Republiktimes.com – Ketua Umum Partai Golkar, Bahlil Lahadalia, baru saja melemparkan usulan agar Pemilihan Kepala Daerah (Pilkada) kembali dilakukan melalui DPRD, dalam HUT Golkar ke-61 (5/12) silam. Bahkan, pernyataan Bahlil tersebut juga dipertimbangkan oleh Presiden Prabowo Subianto, agar demokrasi minim ongkos dan tidak ditentukan oleh orang-orang yang berduit.
Mengenai hal tersebut, Pakar politik, Arifki Chaniago, menilai, usulan tersebut merupakan langkah mundur dari capaian demokrasi elektoral Indonesia. Menurutnya, Pilkada langsung memang tidak sempurna, tetapi mengembalikannya ke DPRD bukanlah jawaban tepat, karena hanya memindahkan persoalan dari ruang publik ke ruang elite, dan publik akan membacanya sebagai pengurangan hak memilih.
Lebih lanjut, ia menjelaskan, bahwa narasi “efisiensi pemilu” sering dipakai dalam diskusi elite, tetapi hampir tidak pernah menjadi keluhan utama rakyat di daerah. Yang justru dikeluhkan adalah buruknya tata kelola kampanye, lemahnya penegakan hukum Pemilu, hingga minimnya edukasi politik.
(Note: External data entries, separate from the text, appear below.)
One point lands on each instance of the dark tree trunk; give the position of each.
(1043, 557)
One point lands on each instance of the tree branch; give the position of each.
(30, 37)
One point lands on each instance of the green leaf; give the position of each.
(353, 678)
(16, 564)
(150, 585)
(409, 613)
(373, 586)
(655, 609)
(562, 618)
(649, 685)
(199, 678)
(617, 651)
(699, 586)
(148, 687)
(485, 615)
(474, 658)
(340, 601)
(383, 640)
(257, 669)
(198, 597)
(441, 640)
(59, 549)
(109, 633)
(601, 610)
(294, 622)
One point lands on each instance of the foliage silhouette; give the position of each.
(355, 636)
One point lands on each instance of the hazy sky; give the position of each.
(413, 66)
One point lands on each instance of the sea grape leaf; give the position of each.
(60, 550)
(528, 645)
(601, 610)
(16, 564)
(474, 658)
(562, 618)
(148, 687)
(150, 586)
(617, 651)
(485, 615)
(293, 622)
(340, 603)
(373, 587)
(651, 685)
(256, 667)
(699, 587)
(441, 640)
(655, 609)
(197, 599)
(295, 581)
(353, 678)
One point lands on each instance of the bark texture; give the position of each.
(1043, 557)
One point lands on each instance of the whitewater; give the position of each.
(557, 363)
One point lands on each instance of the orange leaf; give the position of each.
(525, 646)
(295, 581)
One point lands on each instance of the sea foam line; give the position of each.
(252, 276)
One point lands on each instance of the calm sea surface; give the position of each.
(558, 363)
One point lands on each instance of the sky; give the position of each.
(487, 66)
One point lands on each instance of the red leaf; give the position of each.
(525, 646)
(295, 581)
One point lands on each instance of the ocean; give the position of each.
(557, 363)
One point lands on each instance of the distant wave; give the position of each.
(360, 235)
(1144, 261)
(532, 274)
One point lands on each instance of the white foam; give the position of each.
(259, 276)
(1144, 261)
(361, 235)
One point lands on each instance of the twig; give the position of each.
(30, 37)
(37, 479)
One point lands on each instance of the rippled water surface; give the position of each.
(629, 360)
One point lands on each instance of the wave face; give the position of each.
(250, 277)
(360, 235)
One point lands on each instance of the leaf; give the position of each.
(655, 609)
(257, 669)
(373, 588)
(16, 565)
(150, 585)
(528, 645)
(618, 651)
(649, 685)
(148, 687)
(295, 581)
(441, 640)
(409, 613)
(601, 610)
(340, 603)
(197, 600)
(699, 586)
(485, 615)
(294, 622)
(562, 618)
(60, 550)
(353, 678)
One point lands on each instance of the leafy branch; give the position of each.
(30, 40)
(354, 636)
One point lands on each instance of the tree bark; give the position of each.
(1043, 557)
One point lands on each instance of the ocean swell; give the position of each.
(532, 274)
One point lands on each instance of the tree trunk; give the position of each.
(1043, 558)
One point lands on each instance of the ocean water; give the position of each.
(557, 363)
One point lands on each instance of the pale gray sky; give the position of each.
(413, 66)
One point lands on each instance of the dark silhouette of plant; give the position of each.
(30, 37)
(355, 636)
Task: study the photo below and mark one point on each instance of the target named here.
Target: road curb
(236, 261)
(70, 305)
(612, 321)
“Kalau vas bunga jatuh karena raknya goyang, yang harus diperbaiki itu raknya, bukan menyembunyikan bunganya ke gudang. Demokrasi kita bermasalah bukan karena rakyat memilih langsung, tetapi karena infrastruktur politiknya tidak diperkuat,” ungkap Arifki, pada Senin (8/12/2025).
Menurutnya, usulan kembali ke DPRD membuka pintu lebar untuk politik transaksional. Di mana mekanisme pemilihan oleh segelintir anggota DPRD membuat akuntabilitas kepala daerah tidak lagi diarahkan kepada rakyat, tapi kepada elite yang memilih.
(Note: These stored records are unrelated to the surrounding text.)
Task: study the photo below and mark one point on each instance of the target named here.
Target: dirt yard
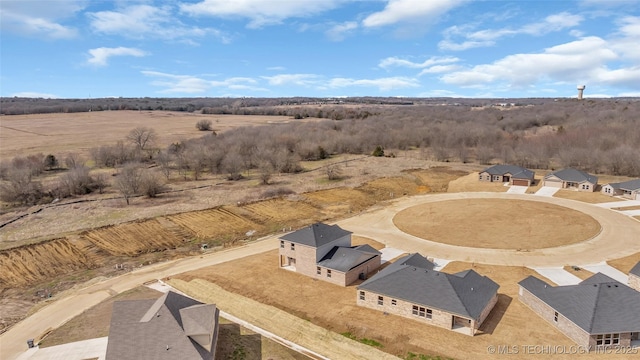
(493, 224)
(333, 308)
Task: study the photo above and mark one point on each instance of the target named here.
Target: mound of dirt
(33, 263)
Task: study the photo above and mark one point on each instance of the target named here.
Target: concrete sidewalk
(608, 270)
(79, 350)
(558, 275)
(547, 191)
(517, 189)
(623, 203)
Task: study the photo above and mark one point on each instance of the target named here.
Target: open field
(495, 223)
(588, 197)
(625, 264)
(78, 132)
(333, 307)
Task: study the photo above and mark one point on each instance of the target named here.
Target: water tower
(580, 91)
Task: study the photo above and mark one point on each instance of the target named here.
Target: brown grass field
(78, 132)
(493, 225)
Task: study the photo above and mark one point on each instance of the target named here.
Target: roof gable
(316, 235)
(598, 305)
(465, 294)
(157, 329)
(517, 172)
(630, 185)
(573, 175)
(343, 258)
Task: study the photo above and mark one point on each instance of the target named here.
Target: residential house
(598, 312)
(171, 327)
(571, 179)
(634, 277)
(512, 174)
(628, 189)
(324, 252)
(411, 288)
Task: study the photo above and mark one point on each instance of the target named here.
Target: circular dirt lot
(497, 223)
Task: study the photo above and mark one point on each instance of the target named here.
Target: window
(608, 339)
(422, 312)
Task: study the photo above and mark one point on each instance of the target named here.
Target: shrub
(204, 125)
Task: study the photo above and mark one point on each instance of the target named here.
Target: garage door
(553, 183)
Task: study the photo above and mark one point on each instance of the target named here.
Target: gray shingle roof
(343, 259)
(630, 185)
(516, 172)
(316, 235)
(465, 294)
(136, 335)
(598, 305)
(573, 175)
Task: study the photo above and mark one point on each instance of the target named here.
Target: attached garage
(521, 182)
(553, 183)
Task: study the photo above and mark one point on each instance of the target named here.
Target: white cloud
(383, 84)
(100, 56)
(140, 21)
(31, 94)
(581, 61)
(398, 11)
(396, 61)
(40, 19)
(190, 84)
(338, 32)
(488, 37)
(259, 12)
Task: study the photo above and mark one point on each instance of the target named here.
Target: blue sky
(319, 48)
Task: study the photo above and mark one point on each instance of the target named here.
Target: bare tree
(151, 183)
(142, 137)
(73, 160)
(204, 125)
(129, 180)
(334, 172)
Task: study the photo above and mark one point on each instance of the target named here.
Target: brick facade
(406, 309)
(304, 259)
(566, 326)
(634, 281)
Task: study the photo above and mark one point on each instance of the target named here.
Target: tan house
(171, 327)
(324, 252)
(598, 312)
(628, 189)
(411, 288)
(634, 277)
(512, 174)
(571, 179)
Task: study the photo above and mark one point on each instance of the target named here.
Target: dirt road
(14, 341)
(618, 237)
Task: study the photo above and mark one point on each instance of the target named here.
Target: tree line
(598, 136)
“Risikonya sederhana, kepala daerah lebih sibuk menjaga suara di ruang tertutup ketimbang bekerja untuk suara publik. Kita pernah hidup dalam model itu dan tidak ada nostalgia yang perlu dirayakan,” tegasnya.
Dari sisi komunikasi politik, wacana ini juga dinilai tidak peka terhadap suasana publik. Di tengah turunnya kepercayaan masyarakat terhadap partai dan lembaga legislatif, menawarkan pengalihan kewenangan pemilihan kepala daerah ke DPRD justru memperburuk jarak antara elite dan warga.
“Ini semacam pesan yang tidak sinkron. Ketika publik menuntut transparansi dan partisipasi yang lebih besar, justru muncul wacana yang mengembalikan proses politik ke ruangan tertutup. Secara persepsi, ini langkah yang sangat kontra dengan arus publik,” jelas Arifki.
Tak hanya itu, ia juga menambahkan, bahwa wacana ini tampak lebih sebagai manuver politik ketimbang kajian serius. Karena dengan Pilkada lewat DPRD kita tak lagi mengenal figur seperti Jokowi, Anies, Sandi, Ahok, Risma, dan lainnya. Pernyataan ini, tentu akan berdampak terhadap dinamika UU Pemilu dan kalkulasi parpol melihat potensi pemilu 2029.
“Kalau wacana sebesar ini muncul hanya sebagai lemparan awal tanpa desain lengkap, itu menunjukkan bahwa ini sekadar diskursus awal UU Pemilu tahun 2026 yang sedang dilakukan ‘tes ombak’. Aturan tidak boleh dikelola dengan metode ‘lempar dulu, lalu lihat siapa saja yang marah’ dan selanjutnya dibatalkan,” ungkapnya.
Arifki, yang juga Direktur Eksekutif Aljabar Strategic ini, menegaskan, bahwa demokrasi lokal tidak perlu dirombak ke belakang, melainkan diperbaiki ke depan. Yang dibutuhkan adalah perbaikan regulasi, penguatan pengawasan, literasi politik, dan pembiayaan politik yang transparan. Bukan mencabut hak rakyat untuk memilih kepala daerahnya. Kita memperbaiki mesin, bukan mengganti penumpang.
“Dengan bola wacana telah digulirkan, ia menilai respons publik dan partai lain akan menentukan apakah ide ini akan semakin mengecil atau justru menjadi perdebatan nasional. Yang jelas, menurutnya, demokrasi Indonesia layak mendapat argumen yang lebih kuat daripada sekadar alasan tidak mau pusing regenerasi kepemimpinan nasional yang berasal dari daerah,” tutup Arifki.